The result is following:

recv 248 / 1000 (1408, ('192.168.1.149', 60133))
249 50446
recv 249 / 1000 (1408, ('192.168.1.149', 60133))
250 50446
recv 250 / 1000 (1408, ('192.168.1.149', 60133))
251 50446
recv 251 / 1000 (1408, ('192.168.1.149', 60133))
252 50446
recv 252 / 1000 (1408, ('192.168.1.149', 60133))
253 50446
recv 253 / 1000 (1408, ('192.168.1.149', 60133))
254 50446
recv 254 / 1000 (1408, ('192.168.1.149', 60133))
255 50446
recv 255 / 1000 (1408, ('192.168.1.149', 60133))
256 50446

and hanging.

Although the sender sent 1000 packets, the receiver received 255 packets (this value changes every running) and hanging. I don't know what happens in here.

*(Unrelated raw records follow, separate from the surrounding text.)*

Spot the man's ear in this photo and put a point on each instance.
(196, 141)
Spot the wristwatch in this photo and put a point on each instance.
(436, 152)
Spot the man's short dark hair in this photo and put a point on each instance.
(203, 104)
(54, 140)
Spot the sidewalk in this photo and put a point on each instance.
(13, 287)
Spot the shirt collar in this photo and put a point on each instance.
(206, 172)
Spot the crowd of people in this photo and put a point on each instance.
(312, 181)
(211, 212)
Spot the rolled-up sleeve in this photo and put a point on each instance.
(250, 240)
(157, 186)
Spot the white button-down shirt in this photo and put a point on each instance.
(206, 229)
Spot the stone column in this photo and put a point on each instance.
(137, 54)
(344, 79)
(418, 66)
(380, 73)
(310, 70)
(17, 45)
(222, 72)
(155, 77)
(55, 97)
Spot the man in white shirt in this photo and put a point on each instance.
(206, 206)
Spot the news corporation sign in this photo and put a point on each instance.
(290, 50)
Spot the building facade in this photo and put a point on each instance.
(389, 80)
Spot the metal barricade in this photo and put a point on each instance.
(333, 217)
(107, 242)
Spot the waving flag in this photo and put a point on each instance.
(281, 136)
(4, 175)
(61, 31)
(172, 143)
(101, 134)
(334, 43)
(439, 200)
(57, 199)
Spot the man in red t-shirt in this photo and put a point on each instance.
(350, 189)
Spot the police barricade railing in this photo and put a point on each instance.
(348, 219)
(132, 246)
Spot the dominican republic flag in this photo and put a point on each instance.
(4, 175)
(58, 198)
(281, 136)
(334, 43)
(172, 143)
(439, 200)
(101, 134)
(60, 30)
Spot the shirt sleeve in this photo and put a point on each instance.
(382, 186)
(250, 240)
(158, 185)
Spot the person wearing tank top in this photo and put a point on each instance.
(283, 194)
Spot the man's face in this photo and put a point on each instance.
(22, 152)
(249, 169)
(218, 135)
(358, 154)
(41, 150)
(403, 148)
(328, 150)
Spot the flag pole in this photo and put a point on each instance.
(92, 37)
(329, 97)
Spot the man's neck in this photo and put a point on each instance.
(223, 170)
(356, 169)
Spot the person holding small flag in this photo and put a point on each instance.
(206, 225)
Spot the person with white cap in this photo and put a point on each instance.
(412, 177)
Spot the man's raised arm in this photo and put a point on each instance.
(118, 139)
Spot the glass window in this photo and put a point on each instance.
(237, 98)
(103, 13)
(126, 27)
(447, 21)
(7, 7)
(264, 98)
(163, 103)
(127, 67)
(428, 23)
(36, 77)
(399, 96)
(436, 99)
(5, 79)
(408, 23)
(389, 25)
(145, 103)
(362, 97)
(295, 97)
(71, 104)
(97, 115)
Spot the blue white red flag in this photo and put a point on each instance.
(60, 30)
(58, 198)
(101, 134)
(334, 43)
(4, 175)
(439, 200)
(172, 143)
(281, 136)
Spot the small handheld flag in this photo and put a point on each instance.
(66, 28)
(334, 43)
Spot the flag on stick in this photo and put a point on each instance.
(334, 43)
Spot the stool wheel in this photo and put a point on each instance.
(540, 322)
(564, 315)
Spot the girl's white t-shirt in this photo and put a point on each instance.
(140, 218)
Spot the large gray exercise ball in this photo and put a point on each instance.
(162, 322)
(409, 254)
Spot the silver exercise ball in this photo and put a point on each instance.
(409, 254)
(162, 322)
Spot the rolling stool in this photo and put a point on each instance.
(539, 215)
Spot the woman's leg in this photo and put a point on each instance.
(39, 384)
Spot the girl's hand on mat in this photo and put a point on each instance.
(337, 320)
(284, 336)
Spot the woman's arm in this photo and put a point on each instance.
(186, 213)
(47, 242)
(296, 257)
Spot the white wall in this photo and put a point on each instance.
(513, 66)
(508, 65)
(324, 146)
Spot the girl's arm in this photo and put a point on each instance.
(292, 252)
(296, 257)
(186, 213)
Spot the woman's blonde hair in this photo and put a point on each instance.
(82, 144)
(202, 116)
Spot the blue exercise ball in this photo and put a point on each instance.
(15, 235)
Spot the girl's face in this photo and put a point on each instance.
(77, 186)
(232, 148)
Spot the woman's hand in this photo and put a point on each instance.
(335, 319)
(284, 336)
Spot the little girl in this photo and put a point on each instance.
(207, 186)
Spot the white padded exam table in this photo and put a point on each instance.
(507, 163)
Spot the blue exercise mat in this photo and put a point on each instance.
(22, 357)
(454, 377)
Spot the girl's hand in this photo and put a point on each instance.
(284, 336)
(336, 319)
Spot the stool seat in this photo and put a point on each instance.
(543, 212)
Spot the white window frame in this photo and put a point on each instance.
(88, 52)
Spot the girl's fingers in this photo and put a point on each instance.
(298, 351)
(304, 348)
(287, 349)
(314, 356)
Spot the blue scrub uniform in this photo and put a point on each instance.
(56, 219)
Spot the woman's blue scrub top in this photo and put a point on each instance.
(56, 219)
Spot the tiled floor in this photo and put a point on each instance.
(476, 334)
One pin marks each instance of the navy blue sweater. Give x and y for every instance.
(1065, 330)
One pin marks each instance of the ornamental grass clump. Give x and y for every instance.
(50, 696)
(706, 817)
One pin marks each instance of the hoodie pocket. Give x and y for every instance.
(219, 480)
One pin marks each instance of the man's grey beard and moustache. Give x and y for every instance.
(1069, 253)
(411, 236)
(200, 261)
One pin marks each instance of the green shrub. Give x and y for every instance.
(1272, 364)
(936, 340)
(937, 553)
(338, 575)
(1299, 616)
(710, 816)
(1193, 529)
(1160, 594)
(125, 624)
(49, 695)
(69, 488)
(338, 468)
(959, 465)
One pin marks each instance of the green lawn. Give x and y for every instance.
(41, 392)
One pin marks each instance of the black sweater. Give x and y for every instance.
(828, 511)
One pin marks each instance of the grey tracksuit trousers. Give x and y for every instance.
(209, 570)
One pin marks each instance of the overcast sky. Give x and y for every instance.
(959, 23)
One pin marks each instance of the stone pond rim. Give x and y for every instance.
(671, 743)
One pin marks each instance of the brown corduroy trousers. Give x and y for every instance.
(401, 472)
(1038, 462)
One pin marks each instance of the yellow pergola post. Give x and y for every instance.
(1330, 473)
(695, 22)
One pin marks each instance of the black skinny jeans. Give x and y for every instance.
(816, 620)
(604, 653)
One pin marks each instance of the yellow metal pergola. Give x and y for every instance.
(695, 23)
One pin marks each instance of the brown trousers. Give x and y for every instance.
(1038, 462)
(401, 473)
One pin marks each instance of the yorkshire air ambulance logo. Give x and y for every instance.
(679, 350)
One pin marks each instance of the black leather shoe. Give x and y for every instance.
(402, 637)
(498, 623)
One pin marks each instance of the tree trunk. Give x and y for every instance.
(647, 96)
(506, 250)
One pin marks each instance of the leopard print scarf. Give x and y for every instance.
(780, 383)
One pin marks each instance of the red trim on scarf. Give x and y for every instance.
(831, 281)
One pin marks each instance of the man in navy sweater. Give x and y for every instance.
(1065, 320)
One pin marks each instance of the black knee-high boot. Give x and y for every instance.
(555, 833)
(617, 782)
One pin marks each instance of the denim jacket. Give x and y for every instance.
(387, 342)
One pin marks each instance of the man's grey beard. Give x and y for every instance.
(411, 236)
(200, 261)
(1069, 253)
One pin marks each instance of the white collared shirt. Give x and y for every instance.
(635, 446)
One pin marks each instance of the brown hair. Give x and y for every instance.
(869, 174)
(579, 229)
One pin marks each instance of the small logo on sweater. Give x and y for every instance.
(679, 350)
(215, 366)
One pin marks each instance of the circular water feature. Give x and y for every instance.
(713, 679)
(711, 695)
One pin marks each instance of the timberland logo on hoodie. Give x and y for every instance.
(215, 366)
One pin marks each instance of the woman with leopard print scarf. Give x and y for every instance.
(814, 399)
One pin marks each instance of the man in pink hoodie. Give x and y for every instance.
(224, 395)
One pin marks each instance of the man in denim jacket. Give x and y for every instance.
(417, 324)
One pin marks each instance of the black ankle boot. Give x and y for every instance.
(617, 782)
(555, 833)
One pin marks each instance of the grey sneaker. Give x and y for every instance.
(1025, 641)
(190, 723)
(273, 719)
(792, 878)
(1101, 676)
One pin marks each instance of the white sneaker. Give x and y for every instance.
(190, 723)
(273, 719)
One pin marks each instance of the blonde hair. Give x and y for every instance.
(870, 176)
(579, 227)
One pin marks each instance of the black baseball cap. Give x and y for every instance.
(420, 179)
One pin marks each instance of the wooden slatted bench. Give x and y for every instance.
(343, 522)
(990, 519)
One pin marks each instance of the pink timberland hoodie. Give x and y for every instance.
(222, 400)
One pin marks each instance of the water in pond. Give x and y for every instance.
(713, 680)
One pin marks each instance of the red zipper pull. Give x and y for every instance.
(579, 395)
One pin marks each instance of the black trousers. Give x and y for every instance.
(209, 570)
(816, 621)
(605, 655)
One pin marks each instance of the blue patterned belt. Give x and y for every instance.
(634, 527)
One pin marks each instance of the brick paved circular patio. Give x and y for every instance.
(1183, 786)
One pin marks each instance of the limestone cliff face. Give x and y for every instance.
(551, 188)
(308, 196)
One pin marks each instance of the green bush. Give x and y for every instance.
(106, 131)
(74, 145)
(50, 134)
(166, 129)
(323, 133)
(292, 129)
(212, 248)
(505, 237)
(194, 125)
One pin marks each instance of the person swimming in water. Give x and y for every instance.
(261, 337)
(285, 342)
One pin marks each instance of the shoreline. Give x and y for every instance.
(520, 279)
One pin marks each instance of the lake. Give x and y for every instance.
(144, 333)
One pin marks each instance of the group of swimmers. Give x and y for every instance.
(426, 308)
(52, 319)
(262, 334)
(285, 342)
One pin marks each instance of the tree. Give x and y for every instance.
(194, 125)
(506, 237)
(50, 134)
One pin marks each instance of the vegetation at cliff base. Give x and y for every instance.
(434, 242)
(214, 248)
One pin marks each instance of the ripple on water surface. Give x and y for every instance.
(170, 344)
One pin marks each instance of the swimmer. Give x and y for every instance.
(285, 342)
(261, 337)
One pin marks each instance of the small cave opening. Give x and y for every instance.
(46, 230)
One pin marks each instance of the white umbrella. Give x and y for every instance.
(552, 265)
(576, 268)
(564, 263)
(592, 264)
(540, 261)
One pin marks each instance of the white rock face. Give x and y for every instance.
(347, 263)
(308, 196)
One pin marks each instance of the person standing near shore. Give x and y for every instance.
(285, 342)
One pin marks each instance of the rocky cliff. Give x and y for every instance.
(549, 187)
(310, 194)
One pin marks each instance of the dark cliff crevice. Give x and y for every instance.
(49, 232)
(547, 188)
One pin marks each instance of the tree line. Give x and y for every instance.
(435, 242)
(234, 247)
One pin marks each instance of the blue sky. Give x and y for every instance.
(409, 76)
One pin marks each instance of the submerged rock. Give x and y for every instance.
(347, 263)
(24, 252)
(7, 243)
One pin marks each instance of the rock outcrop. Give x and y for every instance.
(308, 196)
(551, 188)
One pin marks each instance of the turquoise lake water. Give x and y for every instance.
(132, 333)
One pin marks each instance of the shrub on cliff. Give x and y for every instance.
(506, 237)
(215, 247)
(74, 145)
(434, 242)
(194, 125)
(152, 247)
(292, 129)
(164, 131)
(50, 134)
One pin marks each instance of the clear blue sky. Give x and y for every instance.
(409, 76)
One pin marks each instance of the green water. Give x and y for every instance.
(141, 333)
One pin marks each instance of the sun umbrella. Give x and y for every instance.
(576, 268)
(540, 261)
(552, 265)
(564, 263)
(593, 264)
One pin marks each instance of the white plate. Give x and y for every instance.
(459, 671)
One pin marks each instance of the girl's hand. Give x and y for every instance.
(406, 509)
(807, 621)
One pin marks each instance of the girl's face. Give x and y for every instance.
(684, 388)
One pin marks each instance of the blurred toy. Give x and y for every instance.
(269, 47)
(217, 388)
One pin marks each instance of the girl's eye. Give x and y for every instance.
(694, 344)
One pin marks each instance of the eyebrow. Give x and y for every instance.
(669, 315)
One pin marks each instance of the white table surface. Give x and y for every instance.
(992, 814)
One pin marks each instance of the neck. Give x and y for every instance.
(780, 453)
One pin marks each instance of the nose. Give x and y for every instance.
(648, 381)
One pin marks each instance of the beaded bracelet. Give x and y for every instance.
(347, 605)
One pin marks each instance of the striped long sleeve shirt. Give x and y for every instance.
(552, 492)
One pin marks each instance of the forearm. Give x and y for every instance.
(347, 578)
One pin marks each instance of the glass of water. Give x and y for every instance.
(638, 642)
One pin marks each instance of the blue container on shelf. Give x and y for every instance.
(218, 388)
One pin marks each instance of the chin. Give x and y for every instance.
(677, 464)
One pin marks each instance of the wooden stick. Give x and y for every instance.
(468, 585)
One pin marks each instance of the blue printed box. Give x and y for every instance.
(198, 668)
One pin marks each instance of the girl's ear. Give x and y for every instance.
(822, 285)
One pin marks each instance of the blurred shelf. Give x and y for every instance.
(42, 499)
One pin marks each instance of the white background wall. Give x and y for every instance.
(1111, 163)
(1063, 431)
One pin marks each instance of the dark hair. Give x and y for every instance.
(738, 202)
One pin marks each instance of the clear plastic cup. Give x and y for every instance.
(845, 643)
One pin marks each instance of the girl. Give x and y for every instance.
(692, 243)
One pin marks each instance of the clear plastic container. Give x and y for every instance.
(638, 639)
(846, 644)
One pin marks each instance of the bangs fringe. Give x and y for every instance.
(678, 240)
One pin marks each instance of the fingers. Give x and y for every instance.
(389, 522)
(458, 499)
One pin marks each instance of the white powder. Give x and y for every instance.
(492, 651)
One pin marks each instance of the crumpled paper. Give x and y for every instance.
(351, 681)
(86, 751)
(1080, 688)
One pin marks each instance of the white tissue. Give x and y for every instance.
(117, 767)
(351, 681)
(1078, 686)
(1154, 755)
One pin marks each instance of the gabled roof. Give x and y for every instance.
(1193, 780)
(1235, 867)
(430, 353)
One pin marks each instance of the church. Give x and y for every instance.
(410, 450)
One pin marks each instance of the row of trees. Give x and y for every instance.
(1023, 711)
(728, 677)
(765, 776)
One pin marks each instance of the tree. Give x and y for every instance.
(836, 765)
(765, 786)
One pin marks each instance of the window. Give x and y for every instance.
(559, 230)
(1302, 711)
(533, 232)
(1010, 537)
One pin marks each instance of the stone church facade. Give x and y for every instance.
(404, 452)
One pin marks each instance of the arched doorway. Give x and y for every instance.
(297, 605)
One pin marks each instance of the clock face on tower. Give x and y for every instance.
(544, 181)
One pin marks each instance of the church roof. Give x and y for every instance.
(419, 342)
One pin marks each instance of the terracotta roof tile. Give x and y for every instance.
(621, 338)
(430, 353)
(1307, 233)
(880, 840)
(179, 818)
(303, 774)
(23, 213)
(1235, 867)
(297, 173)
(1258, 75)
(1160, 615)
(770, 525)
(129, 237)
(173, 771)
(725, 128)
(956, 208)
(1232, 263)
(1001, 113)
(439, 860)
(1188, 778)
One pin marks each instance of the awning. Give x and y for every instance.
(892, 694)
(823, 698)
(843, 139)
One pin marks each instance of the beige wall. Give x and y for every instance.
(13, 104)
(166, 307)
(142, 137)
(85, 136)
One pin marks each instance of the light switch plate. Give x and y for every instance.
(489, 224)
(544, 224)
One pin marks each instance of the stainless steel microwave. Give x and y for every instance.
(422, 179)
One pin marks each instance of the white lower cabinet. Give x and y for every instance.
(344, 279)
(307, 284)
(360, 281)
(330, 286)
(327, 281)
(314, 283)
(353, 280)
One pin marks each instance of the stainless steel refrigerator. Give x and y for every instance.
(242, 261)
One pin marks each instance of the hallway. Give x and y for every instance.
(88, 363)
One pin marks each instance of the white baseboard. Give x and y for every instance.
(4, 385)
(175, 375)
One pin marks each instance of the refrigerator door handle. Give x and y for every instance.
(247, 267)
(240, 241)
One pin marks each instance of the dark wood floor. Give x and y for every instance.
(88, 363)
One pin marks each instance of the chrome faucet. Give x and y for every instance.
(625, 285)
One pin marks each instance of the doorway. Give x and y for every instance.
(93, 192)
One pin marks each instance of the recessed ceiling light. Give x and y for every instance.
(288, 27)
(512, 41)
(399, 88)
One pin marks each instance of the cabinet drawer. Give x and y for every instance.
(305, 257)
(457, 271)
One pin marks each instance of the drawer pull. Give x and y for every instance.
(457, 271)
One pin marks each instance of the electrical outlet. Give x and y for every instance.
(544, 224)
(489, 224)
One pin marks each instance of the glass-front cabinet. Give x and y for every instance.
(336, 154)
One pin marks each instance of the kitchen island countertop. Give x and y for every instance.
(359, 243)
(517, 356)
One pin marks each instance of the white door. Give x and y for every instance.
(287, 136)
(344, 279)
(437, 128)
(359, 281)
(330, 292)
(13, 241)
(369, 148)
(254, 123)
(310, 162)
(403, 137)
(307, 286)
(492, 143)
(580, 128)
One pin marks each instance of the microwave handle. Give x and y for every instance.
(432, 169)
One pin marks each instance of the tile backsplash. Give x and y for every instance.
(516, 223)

2. mm2s.start can not be reused. Once mm2s.start is done, I want to send another pynq buffer again. However, calling mm2s.start() again does not work. How can I send another buffer without reloading xclbin?

Thanks in advance!

mariodruiz commented 2 years ago

Hi @byeongkeonLee,

I would suggest you install pynq 2.8.0.dev0, pip install pynq==2.8.0.dev0

For your first issue, it is likely that the server can't keep up with the sending rate. Try with smaller size

mm2s can be reused. How do you know that the kernel is done? Did you try checking the status?

What board are you using?

Mario

byeongkeonLee commented 2 years ago

Really appreciate your quick reply!!

For the second issue, it is resolved after updating pynq!! Thank you!

For the first issue, I still wonder where the bottleneck is. Further, I want to adapt it to network-intensive applications. Could you recommend another solution rather than decreasing the data size?

mariodruiz commented 2 years ago

The problem is not in the FPGA, there are extensive embedded probes that you can use to verify packets performance.

You need to profile and verify what's going on on the server side. Unfortunately, this is something I cannot help with.

byeongkeonLee commented 2 years ago

Thank you!

Actually, I called several times mm2s.start with a small buffer, it seems that the throughput is acceptable although I haven't experimented yet. Again, thank you!